Все это время сэр Джемс беспокоится лишь о том, как бы сэр Чарлз
«в ревностном стремлении совершить великий подвиг и удовлетворить дикие страсти нетерпеливой толпы не поддался бы необдуманному побуждению и не забыл бы об исполнении одной из самых благородных обязанностей — иметь моральное мужество делать то, что считаешь правильным, не страшась получить упрек в неправильности действий».

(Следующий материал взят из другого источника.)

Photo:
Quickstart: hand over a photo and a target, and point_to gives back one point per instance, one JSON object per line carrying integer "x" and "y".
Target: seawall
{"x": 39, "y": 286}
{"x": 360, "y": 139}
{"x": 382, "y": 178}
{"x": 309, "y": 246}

Еще 1 мая 1854 г. он пишет сэру Чарлзу:
«Я полагаю, что как Свеаборг, так и Кронштадт почти неприступны с моря, в особенности Свеаборг, и только большая армия смогла бы действовать с успехом
Когда сэр Чарлз 12 июня написал ему о том,
«что после зрелых размышлений он пришел к выводу, который разделяет и адмирал Чадс, что единственным эффективным способом захвата Свеаборга является снаряжение большого количества канонерок», —
сэр Джемс ответил ему 11 июля:
«С 50000 человек и 200 канонерок Вы могли бы уже к концу сентября добиться значительных и решительных успехов».
Но как только наступила зима, французская армия и флот отплыли обратно, а сильные бури в дни равноденствия начали вздымать волны Балтийского моря, от сэра Чарлза стали поступать донесения:
«Якорные канаты наших кораблей начали уже рваться, «Дракон» остался только с одним якорем, «Повелительница» и «Василиск» потеряли в последнюю ночь по одному якорю; «Волшебница» была вынуждена бросить якорь в тумане и должна была, подняв ночью якорь у Наргена, снова бросить его недалеко от Ренскарского маяка, так как ветром ее относило к подводным камням; «Эвриал» наскочил на подводные скалы, и это счастье, что он не погиб».
Тогда сэр Джемс вдруг открыл, «что войну нельзя вести без риска и опасности» и Свеаборг поэтому должен быть взят без единого солдата, без единой канонерки и мортирной лодки! Действительно, мы можем лишь повторить слова старого адмирала: «будь русский император первым лордом адмиралтейства, он писал бы точно такие же письма».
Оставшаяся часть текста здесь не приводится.